Skocz do zawartości
IGNOROWANY

1.8t głośno pracuje, terkocze jak diesel


sharku111

Rekomendowane odpowiedzi

Witajcie,

Dziewięć miesięcy temu kupiłem 1.8t B7 2007 rocznik sprowadzony ze Szwecji, aktualny przebieg 212 tys, benzyna. Od jakiegoś czasu silnik zaczął furgotać trochę jak diesel, tak jak na filmie. Nie ma LPG. Nie wywala żadnych kontrolek oleju, nic; nie traci mocy, śmiga pięknie, tylko zaczął głośniej pracować. Wg książki serwisowej (wszystkie pieczątki profesjonalnie): wymiana rozrządu + pompy wody była w 2017 r. przy przebiegu 132 040 km (tj. ok. 80  tys. km temu) [jest tylko wzmianka o rozrządzie, nie wiem czy łańcuch też, zakładam, że tylko pasek]. Dlatego nie wymieniłem rozrządu po zakupie bo ponoć druga wymiana po 120 tys. Na jesieni wymieniłem tylko filtry i w grudniu uszczelkę pokrywy zaworów bo był drobny wyciek (pasek nie został zalany, mechanik sprawdził). Zalany olej to 5W 30 Shell Helix HX8, wcześniej wg dokumentacji był lany Castrol.
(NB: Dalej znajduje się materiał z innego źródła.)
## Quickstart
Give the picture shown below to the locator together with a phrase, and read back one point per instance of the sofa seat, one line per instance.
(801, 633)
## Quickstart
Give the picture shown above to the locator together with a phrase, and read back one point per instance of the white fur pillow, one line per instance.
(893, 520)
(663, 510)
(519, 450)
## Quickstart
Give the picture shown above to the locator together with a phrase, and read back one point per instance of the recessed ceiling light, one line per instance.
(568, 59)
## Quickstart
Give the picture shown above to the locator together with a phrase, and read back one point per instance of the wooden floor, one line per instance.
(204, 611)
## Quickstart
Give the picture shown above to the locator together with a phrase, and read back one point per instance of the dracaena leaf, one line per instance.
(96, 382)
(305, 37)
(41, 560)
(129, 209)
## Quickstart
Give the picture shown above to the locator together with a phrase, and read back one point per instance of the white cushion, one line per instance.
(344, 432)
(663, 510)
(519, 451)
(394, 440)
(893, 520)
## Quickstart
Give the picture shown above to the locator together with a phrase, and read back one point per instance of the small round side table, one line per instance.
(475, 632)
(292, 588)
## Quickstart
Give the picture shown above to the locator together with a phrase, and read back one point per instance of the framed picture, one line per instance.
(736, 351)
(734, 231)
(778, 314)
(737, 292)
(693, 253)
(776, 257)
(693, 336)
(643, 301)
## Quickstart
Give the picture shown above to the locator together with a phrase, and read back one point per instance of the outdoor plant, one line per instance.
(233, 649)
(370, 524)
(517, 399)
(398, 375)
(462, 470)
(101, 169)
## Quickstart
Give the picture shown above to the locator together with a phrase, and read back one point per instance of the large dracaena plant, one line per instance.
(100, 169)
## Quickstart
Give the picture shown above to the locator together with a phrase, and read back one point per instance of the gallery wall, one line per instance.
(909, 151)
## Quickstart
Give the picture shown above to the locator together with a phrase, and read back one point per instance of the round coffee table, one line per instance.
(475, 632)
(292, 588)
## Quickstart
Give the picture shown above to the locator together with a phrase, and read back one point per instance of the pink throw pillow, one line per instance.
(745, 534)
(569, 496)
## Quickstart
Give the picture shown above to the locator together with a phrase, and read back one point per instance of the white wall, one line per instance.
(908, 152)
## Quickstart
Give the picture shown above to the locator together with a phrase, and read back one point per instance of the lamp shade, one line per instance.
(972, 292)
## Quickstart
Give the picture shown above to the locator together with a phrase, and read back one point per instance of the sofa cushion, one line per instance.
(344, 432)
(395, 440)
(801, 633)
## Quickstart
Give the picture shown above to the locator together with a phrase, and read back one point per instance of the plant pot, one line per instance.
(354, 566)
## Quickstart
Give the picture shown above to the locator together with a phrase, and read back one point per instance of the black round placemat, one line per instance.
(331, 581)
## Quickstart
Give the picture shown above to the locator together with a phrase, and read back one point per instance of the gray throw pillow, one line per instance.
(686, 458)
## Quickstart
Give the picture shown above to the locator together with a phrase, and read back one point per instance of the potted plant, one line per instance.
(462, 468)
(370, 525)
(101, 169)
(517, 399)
Nie znam się mocno na mechanice, ale wyczytałem, że to może być mnóstwo rzeczy, odma, zatkany smok olejowy, pompa oleju itd., niedokręcone świece, rolki itd. Może ktoś bardziej doświadczony domyśli się z tego filmu. Hurkot faktycznie dochodzi z przodu czyli od strony paska rozrządu i chyba go jednak wymienię, ale może ktoś słyszy coś więcej. Dużo dałem za tę furkę i trochę dopakowałem za konserwację całego podwozia itd. więc staram się dbać i naprawdę mnie to martwi.

Edytowane przez sharku111
Odnośnik do komentarza
Udostępnij na innych stronach

Z tego filmu nic nie słychać jakiegoś charakterystycznego hałasu....przynajmniej ja nie słyszę.
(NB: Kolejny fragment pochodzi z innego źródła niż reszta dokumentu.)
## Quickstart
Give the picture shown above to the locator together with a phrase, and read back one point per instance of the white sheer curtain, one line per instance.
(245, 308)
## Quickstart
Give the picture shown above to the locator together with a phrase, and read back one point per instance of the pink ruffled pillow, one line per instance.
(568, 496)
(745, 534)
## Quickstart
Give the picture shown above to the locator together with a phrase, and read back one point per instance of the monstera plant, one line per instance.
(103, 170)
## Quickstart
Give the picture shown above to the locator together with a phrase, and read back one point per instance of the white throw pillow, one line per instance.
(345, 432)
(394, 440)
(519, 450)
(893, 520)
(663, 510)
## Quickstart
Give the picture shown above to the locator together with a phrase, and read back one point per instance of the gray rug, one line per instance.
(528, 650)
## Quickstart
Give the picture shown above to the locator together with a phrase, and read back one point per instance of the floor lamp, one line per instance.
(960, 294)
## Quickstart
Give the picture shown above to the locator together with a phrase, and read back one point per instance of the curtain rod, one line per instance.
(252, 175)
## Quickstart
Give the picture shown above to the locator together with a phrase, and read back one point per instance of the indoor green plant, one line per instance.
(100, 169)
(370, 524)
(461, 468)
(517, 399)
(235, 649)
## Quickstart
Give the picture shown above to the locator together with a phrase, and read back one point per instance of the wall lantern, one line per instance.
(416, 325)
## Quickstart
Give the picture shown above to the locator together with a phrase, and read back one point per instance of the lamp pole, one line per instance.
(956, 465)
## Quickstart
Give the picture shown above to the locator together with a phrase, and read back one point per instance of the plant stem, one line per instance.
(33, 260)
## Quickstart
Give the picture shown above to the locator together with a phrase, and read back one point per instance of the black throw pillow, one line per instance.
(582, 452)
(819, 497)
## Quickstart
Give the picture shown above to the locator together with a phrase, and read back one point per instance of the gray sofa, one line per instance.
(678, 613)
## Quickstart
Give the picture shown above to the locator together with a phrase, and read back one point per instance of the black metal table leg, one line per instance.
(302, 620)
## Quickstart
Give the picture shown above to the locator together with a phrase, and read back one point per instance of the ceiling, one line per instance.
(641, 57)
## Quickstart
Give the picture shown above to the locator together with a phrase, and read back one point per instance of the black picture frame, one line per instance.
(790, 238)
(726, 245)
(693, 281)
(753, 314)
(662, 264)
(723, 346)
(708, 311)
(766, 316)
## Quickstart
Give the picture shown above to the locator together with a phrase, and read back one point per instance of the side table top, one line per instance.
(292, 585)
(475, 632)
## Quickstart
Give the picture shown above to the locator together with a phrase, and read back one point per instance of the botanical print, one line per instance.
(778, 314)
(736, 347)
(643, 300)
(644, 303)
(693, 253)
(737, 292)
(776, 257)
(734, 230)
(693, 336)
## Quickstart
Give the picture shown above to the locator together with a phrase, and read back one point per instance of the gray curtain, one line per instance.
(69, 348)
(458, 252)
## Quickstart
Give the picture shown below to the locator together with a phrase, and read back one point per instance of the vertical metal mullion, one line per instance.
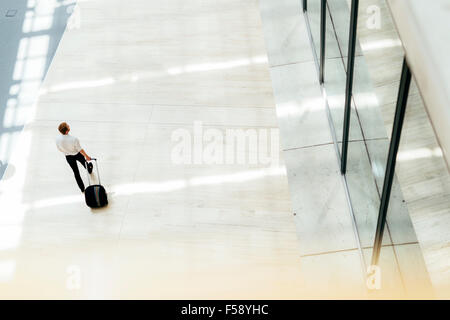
(400, 109)
(323, 21)
(349, 82)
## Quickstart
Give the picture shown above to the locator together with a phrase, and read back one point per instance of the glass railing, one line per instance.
(371, 96)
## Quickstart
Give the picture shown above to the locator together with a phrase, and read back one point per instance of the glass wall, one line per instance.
(376, 76)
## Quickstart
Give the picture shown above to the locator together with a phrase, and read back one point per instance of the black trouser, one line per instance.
(72, 160)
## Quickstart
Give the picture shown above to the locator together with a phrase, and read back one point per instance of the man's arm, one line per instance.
(85, 155)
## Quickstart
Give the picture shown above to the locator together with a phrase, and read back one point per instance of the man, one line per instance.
(71, 148)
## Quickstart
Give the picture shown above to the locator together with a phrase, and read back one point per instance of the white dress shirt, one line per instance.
(68, 144)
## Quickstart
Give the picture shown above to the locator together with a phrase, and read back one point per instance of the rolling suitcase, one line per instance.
(95, 195)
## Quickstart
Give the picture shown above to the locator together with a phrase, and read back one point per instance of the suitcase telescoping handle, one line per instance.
(96, 166)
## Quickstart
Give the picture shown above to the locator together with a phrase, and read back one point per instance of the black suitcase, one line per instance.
(95, 194)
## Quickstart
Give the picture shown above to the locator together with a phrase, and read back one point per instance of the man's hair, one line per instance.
(63, 127)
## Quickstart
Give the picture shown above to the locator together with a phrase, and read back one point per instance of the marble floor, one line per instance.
(126, 77)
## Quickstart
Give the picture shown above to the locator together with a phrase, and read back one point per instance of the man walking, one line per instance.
(71, 148)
Kilka moich rad, zrobisz jak uważasz;

1. olej zmieniłbym na 5W40, najlepiej Ravenol, ewent. LM lub Valvoline;

2. odma uszkodzona, zapchana nie ma wpływu na głośność/hałasy wydobywające się z silnika ( drożność jej możesz sprawdzić odkręcając korek wlewu oleju na pracującym silniku - ma "podskakiwać", jeżeli go zasysa to odma niedrożna);

3. piszesz,że hałas dobiega z przodu silnika, więc najlepiej stetoskop do ręki i osłuchaj wszystko, bo na odległość to ciężko wyrokować;

4. rozrząd też może  niedomagać, ale i również pompa wody, zdejmij górną pokrywę i oceń wstępnie stan paska;

5. sugestia - przy ewentualnej wymianie rozrządu nie zakładaj INA (najlepiej NTN/SNR + pompa wody Hepu);

Te moje sugestie to jednak tylko domysły na odległość.....i przez neta ciężko trafić w punkt problemu.
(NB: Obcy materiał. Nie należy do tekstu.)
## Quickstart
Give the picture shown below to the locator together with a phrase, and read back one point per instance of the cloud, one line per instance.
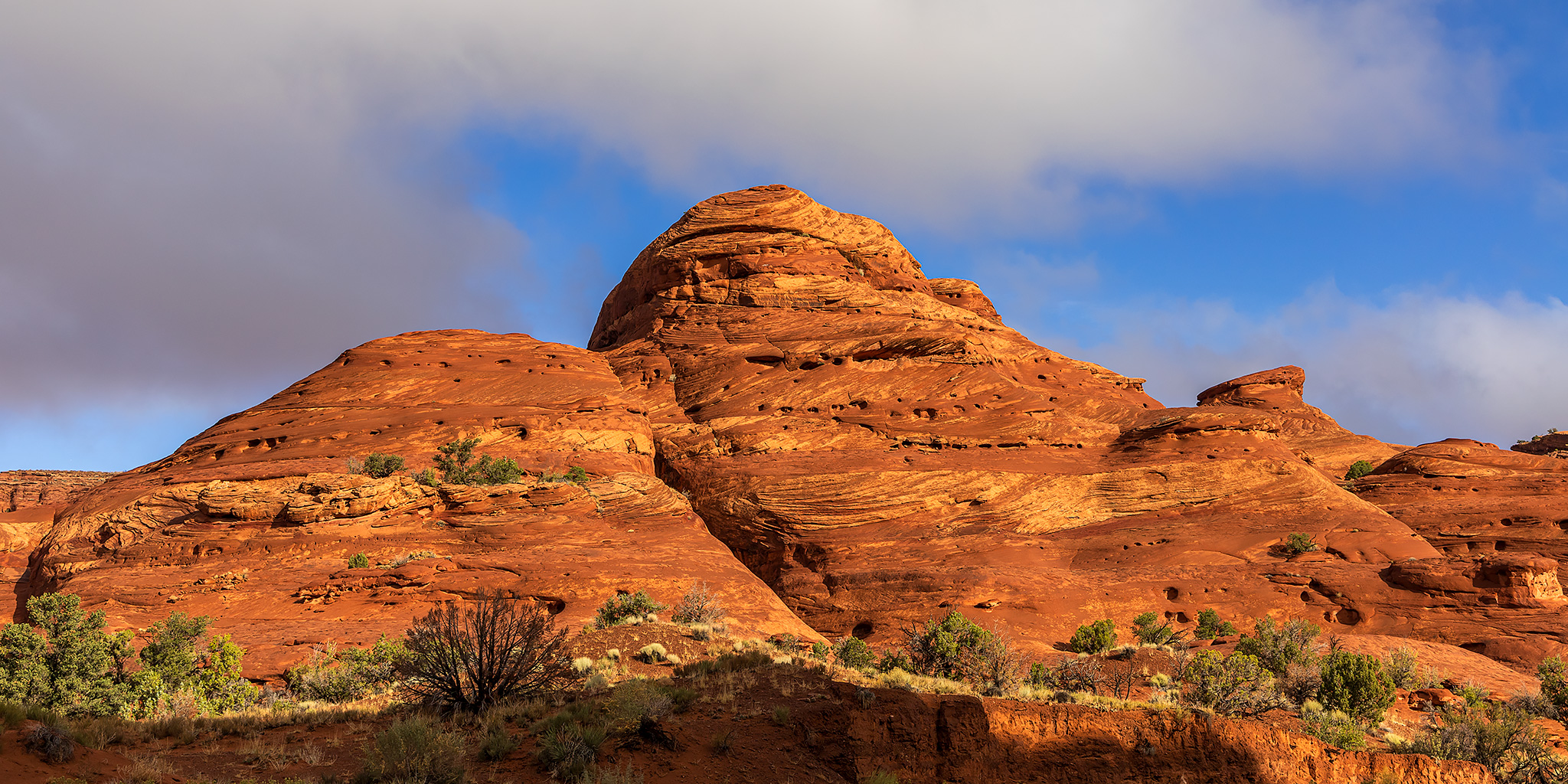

Najlepszym pomysłem jak Cię temat niepokoi jest zdiagnozowanie na żywo u kumatego mechanika.

Odnośnik do komentarza
Udostępnij na innych stronach

Sugestia i pytanie rank 1 ciśnienie oleju prawidłowe?

Odnośnik do komentarza
Udostępnij na innych stronach

Dzięki za rady Andrzeju. Ciśnienie oleju nie wiem, ale to też pierwsza rzecz jaką którą sprawdzę u mechanika. Auto nie traci mocy podczas jazdy i w trasie, więc powinno być prawidłowe (tak się domyślam).

Edytowane przez sharku111
Odnośnik do komentarza
Udostępnij na innych stronach

Tak, sprawdź i ciśnienie....

W tych silnikach różnie z tym bywa, tym bardziej jak był tam lany Castrol...

 

Odnośnik do komentarza
Udostępnij na innych stronach

Byłem u mechanika, posłuchał i mówi, że nie ma się do czego przyczepić, że pracuje zwyczajne 1.8t. Wezwał kolegę po fachu, kolega też mówi, że nic dziwnego nie słyszy. Wspomniałem , że to może smok olejowy, ale według niego wywalałoby kontrolkę. Poradziłem się jeszcze kumpla z pracy - mówi, że to 1.8 no to musi trochę hałasować a nie jak 1.2, że przy rozrządzie to klekotałyby zawory a wadliwa rolka by piszczała. Sprawdziłem tę odmę, korek podskakuje normalnie. Może przejadę się jeszcze do innego mechanika albo nawet do ASO, żeby jeszcze ktoś kumaty rzucił okiem, nie mam kanału i już prawie ciemno gdy wraca się z roboty to guzik mogę zrobić. Przy jakiejś okazji muszę sprawdzić to ciśnienie jeszcze.

Odnośnik do komentarza
Udostępnij na innych stronach

22 godziny temu, AndrzejK. napisał:

Z tego filmu nic nie słychać jakiegoś charakterystycznego hałasu....przynajmniej ja nie słyszę.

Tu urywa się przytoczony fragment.